Am 28. Jänner startete ummadum mit einem Pilotversuch in den Tiroler Gemeinden Schwaz und Wattens. Das Ergebnis stimmt die Firmengründer optimistisch. 550 User meldeten sich innerhalb der ersten fünf Wochen an und legten in über 300 Fahrten gemeinsam mehr als 10.500 Kilometer zurück. „Das entspricht einer Einsparung von etwa 1,8 Tonnen CO2″, rechnet Schader. Die ummadum-Punkte können in einer Bäckerei, einer Fleischhauerei und einem Sportartikelhandel, einem Fußballstadion sowie einer Supermarktkette  eingelöst werden.

„Wir geben mit ummadum allen am Mobilitätsproblem beteiligten Gruppen ein Werkzeug in die Hand, um gemeinsam Lösungen zu finden: den Gemeinden, von wo aus sich die Pendler täglich auf den Weg in die Arbeit machen; den Firmen, die Pendlerströme anziehen, aber auch dem Handel, der daran arbeitet, die Kaufkraft in der Region zu halten“, so Schader.

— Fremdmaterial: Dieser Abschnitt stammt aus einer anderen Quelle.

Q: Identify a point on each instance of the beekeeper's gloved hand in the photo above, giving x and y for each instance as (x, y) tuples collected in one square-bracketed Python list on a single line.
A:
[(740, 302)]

Vor Beginn des Pilotprojekts konnte der Firmengründer zwei der wichtigsten Arbeitgeber in der Region – Swarovski in Wattens und das Bezirkskrankenhaus Schwaz – überzeugen, ein Punktepaket für ihre Mitarbeiter zu kaufen.

Regional einkaufen

Der tägliche Stau belastet nicht nur die Mitarbeiter, sondern verursacht auch den Betrieben hohe Kosten. Gelingt es einer Firma, ihre Angestellten davon zu überzeugen, gemeinsam zur Arbeit zu fahren, muss sie auch nicht mehr so große Parkplatzflächen zur Verfügung stellen“, erklärt Schader. „Viele Geschäfte leiden außerdem unter der Konkurrenz durch den Internethandel. Das Akzeptieren von ummadum-Punkten bietet ihnen eine willkommene Gelegenheit, wieder mehr Menschen in ihre Läden zu locken.“ Alle, die ummadum nutzen, erhalten außerdem regelmäßig Informationen, wie viel CO2 sie durch ihre Beteiligung eingespart haben.

Ab Sommer möchte ummadum in weiteren Regionen in ganz Österreich starten. “Wir beginnen dort, wo die umweltfreundliche Mobilität schon heute ein Thema ist, zum Beispiel in Klima- und Energie-Modellregionen”, sagt Schader. “Ich freue mich daher sehr, dass wir  die KEMs im Rahmen von greenstart auf unsere Dienstleistungen aufmerksam machen können.”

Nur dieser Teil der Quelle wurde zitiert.